Exploring the World of Sets in Python

Understand one of the important data types in Python. Each item in a set is distinct. Sets can store multiple items of various types of data.

Topics: ,

Welcome, aspiring data scientists and coding newcomers! Today, we’re venturing into an intriguing aspect of Python that plays a pivotal role in data manipulation and analysis – sets. Python sets are powerful, versatile, and, once understood, can significantly streamline your code, especially when dealing with unique values and set operations. Let’s dive into the essence of sets, elucidating their features and functionalities with clear, practical examples.

What is a set in python?

A set is a collection type in Python, characterized by three main properties:

  • 1. Unordered: The items in a set do not have a defined order. This means you cannot access items in a set by referring to an index or a key.
  • 2. Mutable: You can add or remove items from a set after its creation.
  • 3. Unique Elements: A set automatically filters out duplicate entries, leaving only unique elements.

1. Create sets

  • To create a set, use curly braces `{}` or the `set()` function:
  • Sets remove duplicate items.
  • Sets can handle multiple data types.
Python
Python
Python
# create a set from odd numbers
data = {'Red','Green','Blue',1,2,3,1.5,2.2,3.9,True,False,True}
print(data)
print(type(data))
Output
{'Red','Green','Blue',1,2,3,1.5,2.2,3.9,True,False,True}
<class 'set'>

Convert different collection data types to sets.

Python
Python
Python
# create a set from odd numbers
odd1 = [1,3,5,7,9,11,13,15,17,19,21]
odd2 = (15,17,19,21,23,25,27)       
print(odd1)
print(odd2)
# Typecast using set()
odd1=set(odd1)
odd2=set(odd2)
Output
[1, 3, 5, 7, 9, 11, 13, 15, 17, 19, 21]
(15, 17, 19, 21, 23, 25, 27)

Creating a set with duplicate items.

Python
Python
Python
# Create set with duplicates items during assignments
odd={1,3,5,7,1,3,5,7}
odd
Output
{1, 3, 5, 7}

Length of sets

Python
Python
Python
# find length of set with len()
rainbow_set={'Violet','Indigo','Blue','Green','Yellow','Orange','Red'}
len(rainbow_set)
Output
7

2. Access Sets

  • Sets don’t have indexes.
  • To access the elements, we can use the ‘enumerate()’ or ‘in’ operator, However, because sets are unordered, they may not be accessed in the same order in which they were saved.
Python
Python
Python
#  use enumerate for traversing odd1.
for _,j in enumerate(odd1):
    print(j)

Output
1
3
5
7
9
11
13
Python
Python
Python
#traverse with in operator 
for i in odd1:
    print(i)
Output
1
3
5
7
9
11
13

The “in” keyword can also be used to check the availability of objects.

Python
Python
Python
# find 11 and 12 in odd1
print(11 in odd1)
print(12 in odd1)
Output
True
False

3. Set Manipulation

  • add()
  • update()
  • discard()
  • remove()

1. add function

In the following example, we will be using the add function from the set class to add elements to the set.

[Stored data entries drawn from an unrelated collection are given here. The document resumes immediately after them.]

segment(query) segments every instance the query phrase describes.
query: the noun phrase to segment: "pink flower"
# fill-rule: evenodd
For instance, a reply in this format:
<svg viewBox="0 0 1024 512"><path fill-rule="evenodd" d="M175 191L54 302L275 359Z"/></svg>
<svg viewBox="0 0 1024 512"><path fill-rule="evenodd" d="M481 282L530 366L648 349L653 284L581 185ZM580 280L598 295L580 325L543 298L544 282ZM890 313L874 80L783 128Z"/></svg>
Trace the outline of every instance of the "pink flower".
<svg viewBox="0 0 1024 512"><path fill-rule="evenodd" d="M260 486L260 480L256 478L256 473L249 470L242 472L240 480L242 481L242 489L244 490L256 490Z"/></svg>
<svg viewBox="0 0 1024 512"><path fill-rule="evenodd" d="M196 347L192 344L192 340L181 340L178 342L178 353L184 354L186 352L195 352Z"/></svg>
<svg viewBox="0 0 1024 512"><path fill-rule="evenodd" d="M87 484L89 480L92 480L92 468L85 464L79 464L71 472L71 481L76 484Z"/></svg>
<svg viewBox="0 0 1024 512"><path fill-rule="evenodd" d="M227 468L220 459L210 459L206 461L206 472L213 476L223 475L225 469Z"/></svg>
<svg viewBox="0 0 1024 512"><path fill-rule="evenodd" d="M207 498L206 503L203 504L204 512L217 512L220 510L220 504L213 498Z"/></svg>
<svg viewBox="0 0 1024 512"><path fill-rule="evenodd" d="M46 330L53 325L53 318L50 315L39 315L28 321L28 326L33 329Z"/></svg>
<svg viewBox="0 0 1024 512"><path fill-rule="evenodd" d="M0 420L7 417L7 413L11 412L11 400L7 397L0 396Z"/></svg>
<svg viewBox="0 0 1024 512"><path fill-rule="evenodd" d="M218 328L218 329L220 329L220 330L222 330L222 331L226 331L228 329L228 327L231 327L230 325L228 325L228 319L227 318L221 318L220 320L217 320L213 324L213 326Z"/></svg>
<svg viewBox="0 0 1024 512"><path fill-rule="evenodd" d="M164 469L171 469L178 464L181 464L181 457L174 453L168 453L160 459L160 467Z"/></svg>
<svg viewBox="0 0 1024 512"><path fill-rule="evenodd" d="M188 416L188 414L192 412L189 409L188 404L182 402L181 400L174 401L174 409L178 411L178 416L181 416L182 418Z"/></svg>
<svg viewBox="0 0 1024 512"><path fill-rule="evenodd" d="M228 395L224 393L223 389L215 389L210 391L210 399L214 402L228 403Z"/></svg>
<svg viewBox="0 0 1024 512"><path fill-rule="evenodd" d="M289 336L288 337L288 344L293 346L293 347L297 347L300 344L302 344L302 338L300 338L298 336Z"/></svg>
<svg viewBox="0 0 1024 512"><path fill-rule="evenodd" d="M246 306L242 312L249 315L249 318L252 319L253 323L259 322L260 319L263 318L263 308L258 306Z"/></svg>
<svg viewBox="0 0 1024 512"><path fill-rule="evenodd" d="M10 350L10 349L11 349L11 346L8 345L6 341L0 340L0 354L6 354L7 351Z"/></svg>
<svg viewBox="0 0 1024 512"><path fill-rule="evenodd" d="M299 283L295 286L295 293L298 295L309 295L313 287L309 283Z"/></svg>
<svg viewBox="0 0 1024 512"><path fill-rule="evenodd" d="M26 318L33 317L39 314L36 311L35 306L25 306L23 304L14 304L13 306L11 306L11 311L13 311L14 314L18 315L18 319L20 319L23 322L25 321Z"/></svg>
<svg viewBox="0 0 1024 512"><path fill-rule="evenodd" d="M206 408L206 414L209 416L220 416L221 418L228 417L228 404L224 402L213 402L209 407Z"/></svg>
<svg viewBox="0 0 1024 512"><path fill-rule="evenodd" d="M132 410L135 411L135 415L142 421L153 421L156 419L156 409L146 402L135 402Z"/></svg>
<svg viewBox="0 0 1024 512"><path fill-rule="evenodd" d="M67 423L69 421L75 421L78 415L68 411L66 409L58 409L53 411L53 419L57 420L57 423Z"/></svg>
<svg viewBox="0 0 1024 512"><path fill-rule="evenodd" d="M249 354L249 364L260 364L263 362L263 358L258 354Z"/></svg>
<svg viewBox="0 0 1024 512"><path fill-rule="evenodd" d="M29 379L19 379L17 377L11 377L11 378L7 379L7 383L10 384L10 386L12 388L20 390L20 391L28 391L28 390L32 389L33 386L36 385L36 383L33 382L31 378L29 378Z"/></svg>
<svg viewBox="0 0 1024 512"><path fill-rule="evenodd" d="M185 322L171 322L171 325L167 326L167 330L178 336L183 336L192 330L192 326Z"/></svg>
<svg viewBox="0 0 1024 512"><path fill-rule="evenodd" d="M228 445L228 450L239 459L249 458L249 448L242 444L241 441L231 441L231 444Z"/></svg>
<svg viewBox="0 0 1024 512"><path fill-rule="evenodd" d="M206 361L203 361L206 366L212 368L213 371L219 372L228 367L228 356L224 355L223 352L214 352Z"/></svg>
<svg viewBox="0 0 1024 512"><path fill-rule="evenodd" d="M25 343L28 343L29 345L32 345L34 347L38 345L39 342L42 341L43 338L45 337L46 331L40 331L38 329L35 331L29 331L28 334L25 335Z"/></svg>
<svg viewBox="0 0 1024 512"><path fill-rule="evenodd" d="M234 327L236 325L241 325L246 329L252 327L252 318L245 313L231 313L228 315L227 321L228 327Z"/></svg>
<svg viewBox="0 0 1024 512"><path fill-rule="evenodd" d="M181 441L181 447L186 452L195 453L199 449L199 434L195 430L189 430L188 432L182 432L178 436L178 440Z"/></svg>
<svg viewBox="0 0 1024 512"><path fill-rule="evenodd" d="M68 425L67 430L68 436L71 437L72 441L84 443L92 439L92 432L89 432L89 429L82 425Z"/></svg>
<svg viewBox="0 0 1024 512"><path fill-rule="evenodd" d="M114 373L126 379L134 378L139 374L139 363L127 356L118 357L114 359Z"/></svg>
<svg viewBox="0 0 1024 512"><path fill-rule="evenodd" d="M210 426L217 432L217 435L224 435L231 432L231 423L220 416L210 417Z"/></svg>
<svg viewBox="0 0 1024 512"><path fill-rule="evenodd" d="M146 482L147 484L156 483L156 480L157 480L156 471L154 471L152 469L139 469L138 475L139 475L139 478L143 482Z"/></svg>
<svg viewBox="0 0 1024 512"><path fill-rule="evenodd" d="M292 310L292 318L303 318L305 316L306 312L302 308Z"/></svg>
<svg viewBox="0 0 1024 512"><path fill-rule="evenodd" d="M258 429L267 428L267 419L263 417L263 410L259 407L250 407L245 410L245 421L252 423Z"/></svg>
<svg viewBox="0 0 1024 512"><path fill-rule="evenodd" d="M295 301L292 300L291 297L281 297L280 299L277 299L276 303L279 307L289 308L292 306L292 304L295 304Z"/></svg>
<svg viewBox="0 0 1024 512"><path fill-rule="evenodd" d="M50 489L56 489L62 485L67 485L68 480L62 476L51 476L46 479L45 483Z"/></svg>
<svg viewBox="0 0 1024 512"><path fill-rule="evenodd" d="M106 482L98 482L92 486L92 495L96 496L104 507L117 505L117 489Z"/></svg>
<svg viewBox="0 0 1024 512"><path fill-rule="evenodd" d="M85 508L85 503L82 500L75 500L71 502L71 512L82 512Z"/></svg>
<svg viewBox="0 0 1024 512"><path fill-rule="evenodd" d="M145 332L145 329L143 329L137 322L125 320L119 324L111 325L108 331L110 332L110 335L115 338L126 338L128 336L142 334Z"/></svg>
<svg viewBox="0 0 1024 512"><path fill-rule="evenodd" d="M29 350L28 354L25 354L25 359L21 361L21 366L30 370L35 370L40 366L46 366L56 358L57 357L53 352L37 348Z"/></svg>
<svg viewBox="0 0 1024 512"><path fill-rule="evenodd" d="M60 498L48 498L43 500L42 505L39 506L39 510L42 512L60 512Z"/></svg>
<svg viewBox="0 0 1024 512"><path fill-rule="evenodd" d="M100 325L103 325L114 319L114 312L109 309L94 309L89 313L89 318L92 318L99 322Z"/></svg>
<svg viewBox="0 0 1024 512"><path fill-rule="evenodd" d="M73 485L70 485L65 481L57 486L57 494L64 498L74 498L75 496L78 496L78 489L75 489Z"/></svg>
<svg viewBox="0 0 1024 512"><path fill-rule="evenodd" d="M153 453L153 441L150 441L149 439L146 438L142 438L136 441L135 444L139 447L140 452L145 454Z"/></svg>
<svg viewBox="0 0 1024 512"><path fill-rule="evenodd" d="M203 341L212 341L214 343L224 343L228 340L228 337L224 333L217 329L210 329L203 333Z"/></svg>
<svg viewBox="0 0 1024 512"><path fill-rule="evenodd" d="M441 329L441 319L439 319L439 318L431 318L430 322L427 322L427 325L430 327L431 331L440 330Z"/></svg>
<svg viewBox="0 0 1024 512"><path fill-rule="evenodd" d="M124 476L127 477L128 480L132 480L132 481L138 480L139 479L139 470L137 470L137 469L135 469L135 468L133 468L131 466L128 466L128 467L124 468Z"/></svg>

If the element you are trying to add is already in the set, then there will be no change in the set whatsoever.

Syntax:

setname.add(element)

Python
Python
Python
# use add() to add a integer in odd2
print(f'Before:{odd2}')
odd2.add(29)
print(f'After:{odd2}')
Output
Before:{15, 17, 19, 21, 23, 25, 27}
After:{15, 17, 19, 21, 23, 25, 27, 29}

There will be no change if you add an element that is already in the set. Attempting to duplicate element 15 in set odd2.

Python
Python
Python
# add number already present in the set
print(f'Before:{odd2}')
odd2.add(15)
print(f'After:{odd2}')
Output
Before:{15, 17, 19, 21, 23, 25, 27, 29}
After:{15, 17, 19, 21, 23, 25, 27, 29}

2. update function

You can add single items to a set using the `.add()` method and multiple items (from another iterable) using the `.update()` method

Syntax:

setname.update(iterable_object)

Python
Python
Python
# use update to add another list into set
oddlist=[x for x in range(29,40,2)]
print(f'Before:{odd2}')
odd2.update(oddlist)
print(f'After:{odd2}')
Output
Before:{15, 17, 19, 21, 23, 25, 27, 29}
After:{33, 35, 37, 39, 15, 17, 19, 21, 23, 25, 27, 29, 31}

3. discard function

Items can be removed using methods like `.remove()` and `.discard()`. While both remove an element from the set, `.remove()` will raise a KeyError if the element does not exist, whereas `.discard()` will not

Syntax:

setname.discard(element)

Python
Python
Python
# discard 49 from odd2
print(f'Before:{odd2}')
odd2.discard(49)
print(f'After:{odd2}')
Output

Before:{33, 35, 37, 39, 17, 19, 21, 23, 25, 27, 29, 31}
After:{33, 35, 37, 39, 17, 19, 21, 23, 25, 27, 29, 31}
Python
Python
Python
# discard 36 from odd2
print(f'Before:{odd2}')
odd2.discard(36)
print(f'After:{odd2}')
Output

Before:{33, 35, 37, 39, 17, 19, 21, 23, 25, 27, 29, 31}
After:{33, 35, 37, 39, 17, 19, 21, 23, 25, 27, 29, 31}

4. remove function

Use the remove method to remove an element from the set. An error will be thrown if the element you are trying to remove does not exist in the set.

Syntax:

setname.remove(element)

Python
Python
Python
# remove element from odd2
print(f'Before:{odd2}')
odd2.remove(15)
print(f'After:{odd2}')
Output
Before:{33, 35, 37, 39, 15, 17, 19, 21, 23, 25, 27, 29, 31}
After:{33, 35, 37, 39, 17, 19, 21, 23, 25, 27, 29, 31}

4. Set Operations

Sets in Python support mathematical set operations like union, intersection, difference, and symmetric difference. These operations can be incredibly useful in data analysis for comparing datasets.

1. union

  • Union with “ | “.
  • Union with union().

In a union of two sets, the sets are combined into a single set.

image 134
Python
Python
Python
# create two sets with rain and bow .
rain={'Violet','Indigo','Blue','Green','Yellow'}
bow={'Blue','Green','Yellow','Orange','Red'}
# union operator with rain and bow.
rain | bow
Output
{'Blue', 'Green', 'Indigo', 'Orange', 'Red', 'Violet', 'Yellow'}
Python
Python
Python
# use union() operator with rain and bow
rain.union(bow)
Output
{'Blue', 'Green', 'Indigo', 'Orange', 'Red', 'Violet', 'Yellow'}

2. Intersection

  • Cross-reference with ‘&’
  • Intersection with the function ‘intersection()’
  • Intersection with the function ‘intersection update()’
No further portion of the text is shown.